Después de la comida, el capitán Perril llevó a Alicia a su camarote, para hacerle el interrogatorio de rigor con la ayuda del doctor Ross, que hablaba algo de español.

– ¿Puedo servirle un licor? -le preguntó para romper el hielo, y ella contestó que no.

– Me gustaría saber en qué fecha estamos -pidió Alicia.

Le respondieron que era miércoles, 18 de julio de 1917.

– Qué extraño -comentó ella-, nosotras estábamos en lunes 16 de julio de 1916. Nos equivocamos sólo por dos días, pero nos tragamos un año entero. No entiendo cómo pudo pasar eso.

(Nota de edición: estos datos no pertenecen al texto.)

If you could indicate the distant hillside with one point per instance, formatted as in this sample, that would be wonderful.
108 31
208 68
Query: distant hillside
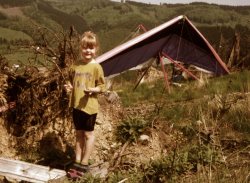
115 22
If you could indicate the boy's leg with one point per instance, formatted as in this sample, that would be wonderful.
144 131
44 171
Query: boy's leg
89 145
80 145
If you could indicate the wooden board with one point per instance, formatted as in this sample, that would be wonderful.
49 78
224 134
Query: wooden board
28 172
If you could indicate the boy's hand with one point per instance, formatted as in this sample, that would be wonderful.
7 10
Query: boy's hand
90 91
68 87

– No se preocupe -le dijo Perril-, si sus cuentas dan 1916, entonces estamos en 1916. Es un número que me gusta.

Le preguntaron nombres, fechas, hechos y motivos. Averiguaron cómo, cuándo, quién y por qué. Ella contestó con la mayor precisión posible, en un inglés aprendido en la adolescencia con las monjas, que hasta ese momento sólo le había servido para escribirle cartas de amor a Ramón. Perril anotó todos los datos y cuando terminó, quiso saber si ella aceptaría acompañarlo a tomar aire fresco en la cubierta, aprovechando que la noche estaba agradable. El doctor Ross se retiró, argumentando que ya no necesitaban su traducción para entenderse.

Una vez frente al mar, recibiendo la brisa nocturna en la cara, el capitán Perril quiso manifestarle a Alicia Arnaud la profunda simpatía que sentía con su desventura y su admiración por la forma valerosa como había sacado adelante las vidas de adultos y niños. Armó esas y otras frases en la cabeza, las tuvo en la punta de la lengua pero no pudo pronunciarlas. Se sorprendió al verse inseguro y tímido frente a la presencia de esa mujer vestida a la antigua, que -pensó- seguía siendo hermosa, a pesar de todo.